So I'm proposing a slight different project goal to the indicated one. Rather than attempting to beat the system by injecting fake review, I would like to look at developing a reviews recommender algorithm that outputs a reviews quality index. Although scraping the necessary data, particularly data about all or most of the reviews provided by a reviewer, may require some effort to maintain, depending on how often Amazon changes the relevant page layouts. So, unclear whether this modified project goal would be acceptable, but now that I have a reasonable amount of relevant data (actually on 2015 sci fi and fantasy books) I'd like to investigate it anyway.
Initially this project looked like an interesting one to pursue, i.e. improving fake review detection. However:
'Success here is measured by the proportion of 4- or 5-stars books where you managed to reduce the number of stars, to 3 or below.'
Perhaps I have misunderstood but isn't that an ethical concern?
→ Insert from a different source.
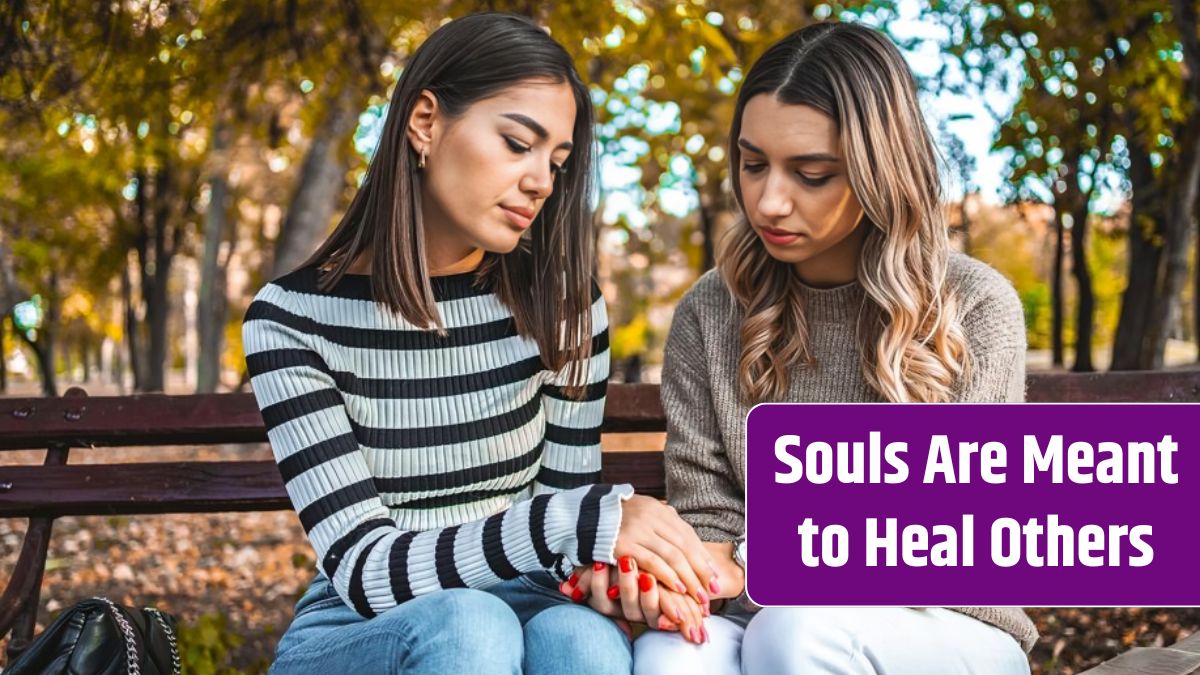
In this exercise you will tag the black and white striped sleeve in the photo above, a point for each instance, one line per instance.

Thanks for clarifying. If you're going to re-post you should put the original author's name, and not just a link. Unattributed copying looks like padding a site with others' content.
Hi Nancy, it was re-posted by our intern Livan. Original author is me.
I first caught this post on bigdatanews.com, where it was reposted under someone else's name. The link was there but it did not give proper authorship credit. Since there is a lot of reposting between these sites, I'll repost my comment from there.
The simple fix that would not be popular is that Amazon could protect themselves by restricting reviews to those who'd actually bought the products from them directly, or that plus some number of other purchases. That would at least up the cost of fake reviews, without having to do a lot more math.
This also called adversarial analytics.